Much of the media coverage is focussed on the plight of the employees, who genuinely do not seem to know their fate – do they still have jobs? If so, who is their employer? But what about OnLive's customers? We are victims of the same level of confusion, and we are paying money to this company. I happen to have cancelled my OnLive subscription just last week, but I still have a number of games purchased on the service which I will want to continue playing, and currently have no faith whatsoever that I will be able to do so.
It occurred to me that this situation is going to put the ownership of content under a cloud service right under the spotlight. I don't actually know what the terms and conditions say about my continued access to purchased games under scenarios such as this, but I would like to find out. If OnLive want to survive this, they will need to be crystal clear to users about what is going to happen to the content they've paid/are paying for, and they need to do this very quickly or people just won't trust them with their money anymore. The cloud is a double-edged sword: we may lose out if the company goes under, but if it doesn't and we don't like what we see, we can take our money elsewhere with just one month's notice.
Here's the other thing. Unlike subscription-only services like Spotify, if I stop paying them, I know the deal – I lose all access to the music. Fair enough. But with OnLive, alongside the subscription plan, users can also buy games on a one-off basis to be added to their account, with no monthly fees required. What happens to these games? By paying nearly full price for these games, I am no longer renting access to them as per the standard cloud model, but have paid a fixed price to be able to play them whenever I want using OnLive's service as the platform. Perhaps in hindsight this pricing model was a bit foolish as OnLive will continue to incur hosting fees etc to support these games, but are not receiving continued revenue from them.
And here's another thing! OnLive may very well wish to tell the public that all is good and the service will continue, but we now all know that this service we are paying for has no staff. And even if it does re-hire some of the existing teams, where is the loyalty from the past and new owners? How can we trust them? This is a completely ridiculous state of affairs and why should they expect any customers to endure such a farce.
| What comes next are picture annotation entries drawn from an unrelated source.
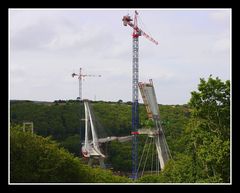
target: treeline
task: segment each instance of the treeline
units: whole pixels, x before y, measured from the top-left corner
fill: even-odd
[[[83,107],[79,101],[11,103],[11,125],[33,121],[35,133],[51,136],[75,155],[80,155],[83,136]],[[92,108],[108,136],[129,135],[131,105],[93,102]],[[159,105],[162,126],[172,154],[159,176],[145,175],[138,182],[229,182],[230,181],[230,81],[200,79],[198,91],[186,105]],[[148,127],[146,110],[140,105],[140,127]],[[79,128],[82,128],[80,130]],[[139,155],[144,145],[139,136]],[[115,172],[131,172],[131,142],[111,142],[102,146],[106,162]],[[140,156],[139,156],[140,157]]]
[[[129,183],[110,170],[91,168],[61,148],[51,138],[23,132],[21,126],[10,132],[11,183]]]
[[[94,102],[92,109],[96,117],[97,129],[105,136],[127,136],[131,132],[131,105],[120,102]],[[159,105],[162,125],[165,128],[170,149],[180,151],[179,136],[189,117],[187,105]],[[145,107],[140,104],[140,127],[148,127]],[[10,104],[11,124],[32,121],[34,132],[41,136],[51,136],[75,155],[80,155],[80,140],[84,138],[84,109],[79,101],[59,103],[39,103],[33,101],[13,101]],[[81,128],[81,129],[80,129]],[[101,137],[101,135],[100,135]],[[111,146],[111,144],[109,145]]]

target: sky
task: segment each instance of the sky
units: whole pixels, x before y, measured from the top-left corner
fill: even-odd
[[[159,104],[187,104],[200,78],[231,80],[231,9],[137,9],[139,81]],[[9,9],[10,99],[132,100],[133,9]],[[142,98],[139,94],[139,102]]]

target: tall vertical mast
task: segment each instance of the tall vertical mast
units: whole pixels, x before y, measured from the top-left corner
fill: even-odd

Whatever is going on, it is not being done in its customers' best interests and it seems to be a way for a select few, such as CEO Steve Perlman, to make a lot of money and/or exit while they can from a failing business.
My advice is simple. If you are paying OnLive, stop now. Don't waste any more time on this service until they come clean and explain what's going on.
OnLive have distributed a press release and F.A.Q. to the media, which can be found here. In summary:
- The new owner is Lauder Partners, one of OnLive's original investors
- Service and strategy will continue as normal
- About half of the staff have been re-employed, with some further consultancy positions available
The question that remains is still that of why? It seems this was a move to allow the company to survive but what was the problem, and how does the new deal resolve it? I'm sure we have enough information to figure this out, but by someone far more business-savvy than me!
I remain fully distrustful and sceptical of the service and will not be spending any more money with them for the foreseeable future. Cloud services are about trust, and OnLive has so far succeeded in completely obliterating the trust I had with them.